Apparently the EU is making a ham-fisted attempt to interfere with the remuneration of fund managers, including hedge funds, which smells of populism to me. The entire point of hedge funds is that the only people who can invest in them are people who understand the risks they’re taking on, and investors are the only people who stand to lose money as a result. I’ve yet to see any explanation of how hedge fund activities contributed to the banking crisis; the mood in these straitened times is that if anyone has money, they must have stolen it.
More broadly, the moral charge being made against the institution of banking makes little sense to me. Certainly individual banks have shown themselves to be grossly incompetent, but there seems to have been very little knowing malfeasance. The banks concealed the risk unwittingly, and could only do so with the (equally unwitting) aid of politicians, the financial press and the general public, all of whom wanted to believe in the Emperor’s Clothes.
The idea that substantial numbers of people had foresight of the banking crisis seems to be a fiction, but let us suppose for a moment that such people existed.

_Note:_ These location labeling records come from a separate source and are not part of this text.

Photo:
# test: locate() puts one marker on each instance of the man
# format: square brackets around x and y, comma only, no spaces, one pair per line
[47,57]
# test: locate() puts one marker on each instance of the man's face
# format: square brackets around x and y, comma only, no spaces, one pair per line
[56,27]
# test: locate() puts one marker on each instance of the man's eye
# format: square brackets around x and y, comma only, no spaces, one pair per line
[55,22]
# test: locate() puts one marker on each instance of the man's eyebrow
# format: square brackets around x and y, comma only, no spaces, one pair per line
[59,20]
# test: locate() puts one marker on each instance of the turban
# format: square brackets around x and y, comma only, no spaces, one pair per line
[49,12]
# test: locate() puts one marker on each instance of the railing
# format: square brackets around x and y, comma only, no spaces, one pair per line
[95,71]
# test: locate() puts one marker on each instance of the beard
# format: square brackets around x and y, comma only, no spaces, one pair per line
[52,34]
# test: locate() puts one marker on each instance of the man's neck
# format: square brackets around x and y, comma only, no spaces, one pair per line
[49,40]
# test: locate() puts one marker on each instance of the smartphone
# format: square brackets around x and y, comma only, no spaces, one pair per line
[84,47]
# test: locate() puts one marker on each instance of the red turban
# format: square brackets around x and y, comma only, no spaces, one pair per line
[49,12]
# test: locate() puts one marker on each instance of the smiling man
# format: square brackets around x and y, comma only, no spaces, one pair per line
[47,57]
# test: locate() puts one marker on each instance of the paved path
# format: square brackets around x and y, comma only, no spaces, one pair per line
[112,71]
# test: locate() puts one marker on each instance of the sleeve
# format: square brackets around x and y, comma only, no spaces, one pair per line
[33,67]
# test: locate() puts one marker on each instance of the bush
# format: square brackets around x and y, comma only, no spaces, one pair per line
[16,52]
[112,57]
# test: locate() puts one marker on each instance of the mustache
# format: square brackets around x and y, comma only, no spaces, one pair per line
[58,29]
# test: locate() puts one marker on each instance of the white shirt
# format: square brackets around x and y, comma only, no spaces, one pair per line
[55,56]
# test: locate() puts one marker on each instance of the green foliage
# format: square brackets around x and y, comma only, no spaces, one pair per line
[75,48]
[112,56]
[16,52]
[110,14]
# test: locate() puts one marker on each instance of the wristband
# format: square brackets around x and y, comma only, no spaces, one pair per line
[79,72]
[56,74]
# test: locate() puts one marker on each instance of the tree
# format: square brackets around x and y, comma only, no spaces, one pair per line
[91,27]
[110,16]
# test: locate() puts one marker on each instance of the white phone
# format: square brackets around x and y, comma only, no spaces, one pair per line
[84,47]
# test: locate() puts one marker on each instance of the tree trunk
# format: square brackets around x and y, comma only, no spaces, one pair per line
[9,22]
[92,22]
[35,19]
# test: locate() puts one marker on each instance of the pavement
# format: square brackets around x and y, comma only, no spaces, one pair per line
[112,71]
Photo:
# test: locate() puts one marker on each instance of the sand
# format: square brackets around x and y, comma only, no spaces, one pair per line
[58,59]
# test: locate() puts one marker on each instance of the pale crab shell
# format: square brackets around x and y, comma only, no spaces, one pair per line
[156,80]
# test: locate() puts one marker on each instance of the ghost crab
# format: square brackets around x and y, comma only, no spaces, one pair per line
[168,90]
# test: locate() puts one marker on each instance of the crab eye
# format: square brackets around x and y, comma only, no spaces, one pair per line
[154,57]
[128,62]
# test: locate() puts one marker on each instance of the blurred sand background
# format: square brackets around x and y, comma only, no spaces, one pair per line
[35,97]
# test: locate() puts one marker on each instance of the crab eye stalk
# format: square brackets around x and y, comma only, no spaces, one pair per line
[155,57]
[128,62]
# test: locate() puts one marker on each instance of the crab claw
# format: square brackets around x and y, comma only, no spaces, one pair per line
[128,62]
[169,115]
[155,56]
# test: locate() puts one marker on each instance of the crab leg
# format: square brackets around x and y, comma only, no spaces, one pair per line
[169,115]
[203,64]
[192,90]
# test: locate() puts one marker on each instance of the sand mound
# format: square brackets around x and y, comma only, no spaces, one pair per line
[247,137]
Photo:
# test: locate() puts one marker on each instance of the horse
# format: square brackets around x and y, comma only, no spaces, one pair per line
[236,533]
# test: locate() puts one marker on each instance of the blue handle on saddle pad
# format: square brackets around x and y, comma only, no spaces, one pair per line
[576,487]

I may be naive, but I don’t see how the actions of the banks can have damaged these people. In financial trading, knowing something that your peers don’t (about the instability of the global financial system, say) is typically profitable. Such people could have made vast amounts of money betting against the consensus, or if they didn’t fancy the risk, kept their portfolio safe by avoiding exposure to riskier stocks and bonds and taking a larger position on gold.
Where the shrill charge against the banks is coming from those who base it only on hindsight, I have little sympathy. These people seem to want to have things both ways: asking no questions about the run-up in asset prices during the good times, and demanding compensation in the bad. Those who dislike the banks are free to opt out of their services, but the banks do not owe us a living.